Вот новость так новость, думает, смутясь, Василий, неужели алчность нас обуяла и мы уподобились мытарям? Неужели найду моих братьев, и среди них, о печаль, Феодосия, казну считающими, мошну набивающими?

Он находит их на постройке. Вблизи обители они воздвигают дом. Как черные муравьи кишат, трудятся: копают землю, подносят бревна, обтесывают камни. Средь них Феодосий с руками, ободранными в кровь. От постов он высох как мощи. Глаза совсем провалились в глазницы и светят из темных глубин. Узким ручьем стекает по груди седая борода.

Первым долгом Феодосий спрашивает:

— Привез ли ты, брат Василий, полный список устава Феодора Студита?

— Я списал его буква в букву, — отвечает Василий, — как ты велел. Еще привез миро и паникадило многосвечное.

— Пойдем, — говорит Феодосий, — принесем попить братии.

Берет коромысло и ведра и спешит к кринице, и Василий следует за ним с другой парой ведер, не дерзая расспрашивать.

Лишь вечером, на исповеди, он заговаривает о своих сомнениях, о сёлах и садах.

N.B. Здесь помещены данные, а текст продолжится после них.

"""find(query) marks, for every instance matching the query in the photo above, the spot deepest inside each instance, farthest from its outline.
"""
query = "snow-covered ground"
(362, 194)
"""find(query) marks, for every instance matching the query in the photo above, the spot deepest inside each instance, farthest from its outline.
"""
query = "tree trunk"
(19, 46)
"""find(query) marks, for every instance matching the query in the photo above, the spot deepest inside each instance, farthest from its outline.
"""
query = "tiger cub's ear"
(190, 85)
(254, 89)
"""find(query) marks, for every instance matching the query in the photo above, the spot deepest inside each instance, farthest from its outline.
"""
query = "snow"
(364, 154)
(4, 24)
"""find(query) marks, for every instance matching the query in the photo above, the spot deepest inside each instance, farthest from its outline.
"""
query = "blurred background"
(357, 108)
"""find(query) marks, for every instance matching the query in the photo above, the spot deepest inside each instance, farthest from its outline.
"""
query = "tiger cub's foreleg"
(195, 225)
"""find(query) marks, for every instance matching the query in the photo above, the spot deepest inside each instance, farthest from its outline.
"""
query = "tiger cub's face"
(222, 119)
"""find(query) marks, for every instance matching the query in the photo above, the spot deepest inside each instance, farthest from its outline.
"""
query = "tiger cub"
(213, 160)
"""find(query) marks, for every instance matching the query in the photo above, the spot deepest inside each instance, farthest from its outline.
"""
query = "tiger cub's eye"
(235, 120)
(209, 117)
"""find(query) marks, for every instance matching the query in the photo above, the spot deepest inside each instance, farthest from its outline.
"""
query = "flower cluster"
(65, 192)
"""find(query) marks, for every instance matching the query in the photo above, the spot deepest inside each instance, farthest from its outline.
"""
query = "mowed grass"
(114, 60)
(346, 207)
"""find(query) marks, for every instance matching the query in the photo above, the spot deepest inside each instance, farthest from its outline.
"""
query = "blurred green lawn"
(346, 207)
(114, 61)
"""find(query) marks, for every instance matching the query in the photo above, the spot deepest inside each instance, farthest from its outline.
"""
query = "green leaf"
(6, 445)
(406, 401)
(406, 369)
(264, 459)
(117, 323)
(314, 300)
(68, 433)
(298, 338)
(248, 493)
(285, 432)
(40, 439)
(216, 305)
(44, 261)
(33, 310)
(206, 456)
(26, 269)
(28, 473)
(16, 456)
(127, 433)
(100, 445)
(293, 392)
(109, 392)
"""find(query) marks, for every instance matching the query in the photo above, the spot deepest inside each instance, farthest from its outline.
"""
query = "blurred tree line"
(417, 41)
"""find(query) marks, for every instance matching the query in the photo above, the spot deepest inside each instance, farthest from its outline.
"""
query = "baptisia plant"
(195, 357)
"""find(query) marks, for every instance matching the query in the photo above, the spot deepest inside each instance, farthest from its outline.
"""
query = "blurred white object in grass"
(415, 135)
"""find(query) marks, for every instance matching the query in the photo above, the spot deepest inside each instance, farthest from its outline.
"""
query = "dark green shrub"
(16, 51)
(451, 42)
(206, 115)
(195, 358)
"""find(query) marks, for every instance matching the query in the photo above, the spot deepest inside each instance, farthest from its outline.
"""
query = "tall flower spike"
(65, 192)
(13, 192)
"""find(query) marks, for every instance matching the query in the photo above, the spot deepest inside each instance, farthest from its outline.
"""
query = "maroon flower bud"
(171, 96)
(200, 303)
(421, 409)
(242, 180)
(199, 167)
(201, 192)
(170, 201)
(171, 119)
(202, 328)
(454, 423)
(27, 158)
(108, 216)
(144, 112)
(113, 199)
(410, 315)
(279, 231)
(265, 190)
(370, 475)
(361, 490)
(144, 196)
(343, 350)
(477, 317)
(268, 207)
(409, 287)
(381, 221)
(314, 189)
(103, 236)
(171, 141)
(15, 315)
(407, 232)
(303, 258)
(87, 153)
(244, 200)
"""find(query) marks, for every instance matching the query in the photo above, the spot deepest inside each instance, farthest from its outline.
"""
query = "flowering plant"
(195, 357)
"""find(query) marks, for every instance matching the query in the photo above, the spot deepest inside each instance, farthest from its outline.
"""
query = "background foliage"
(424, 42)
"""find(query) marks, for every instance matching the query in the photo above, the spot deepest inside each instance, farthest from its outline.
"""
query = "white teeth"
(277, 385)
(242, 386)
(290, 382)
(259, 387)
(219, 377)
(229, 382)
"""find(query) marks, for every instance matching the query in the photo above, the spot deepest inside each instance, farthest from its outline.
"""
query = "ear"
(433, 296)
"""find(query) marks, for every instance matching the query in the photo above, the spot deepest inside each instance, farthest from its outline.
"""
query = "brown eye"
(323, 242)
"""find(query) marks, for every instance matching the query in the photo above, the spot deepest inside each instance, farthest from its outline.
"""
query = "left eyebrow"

— Не смущайся, брат, — говорит Феодосий. — То не мое и не твое. Ни единое яблоко не упадет в наши руки. То достояние господа. Он вложил мне в помыслы — копить и умножать для тех, кто ничего не имеет. Щедрой десницей обитель раздает милостыню, в том числе узникам в тюрьму каждое воскресенье посылаем воз печеного хлеба; а также женам и детям, которых князья наши вдовят и сиротят. И дом, который днесь возводим, будет прибежищем нищих и больных.

— Отче, — осмеливается возразить Василий, — сказано о птицах небесных и полевых лилиях, которые, ни о чем не заботясь, милостью господней получают свое пропитание.

— Неразумие говорит устами твоими, — отвечает Феодосии. — Не через нас ли, его служителей, являет он эту милость? Трость не пишет сама, если не будет пишущего ею. Не прославится секира без секущего ею. Слишком много несчастных, брат, взывает к нам о помощи, и слишком плачевная доля каждую монету на дела милосердия выпрашивать у сильных мира сего. Я это познал в испытаниях моего игуменства. Одна ноша, видишь ли, у пастыря и другая — у пасомого. Вот ты отправлялся в чужие края, и я дал тебе денег и велел зашить в полу ризы, и ты зашивал с веселием и, как та полевая лилия, не призадумался — а где я взял деньги, у кого, убогий, их вымолил, кланяясь в пояс. Ты пустился в путь с одной заботой, тебе порученной: достать устав. Я же, твой игумен, остался под тяжестью, о какой ты и понятия не имеешь, которая подобна каменной горе, возложенной мне на плечи. Дозволь же мне, брат, самому управляться с этим бременем, и пусть с меня взыщется на высшем суде.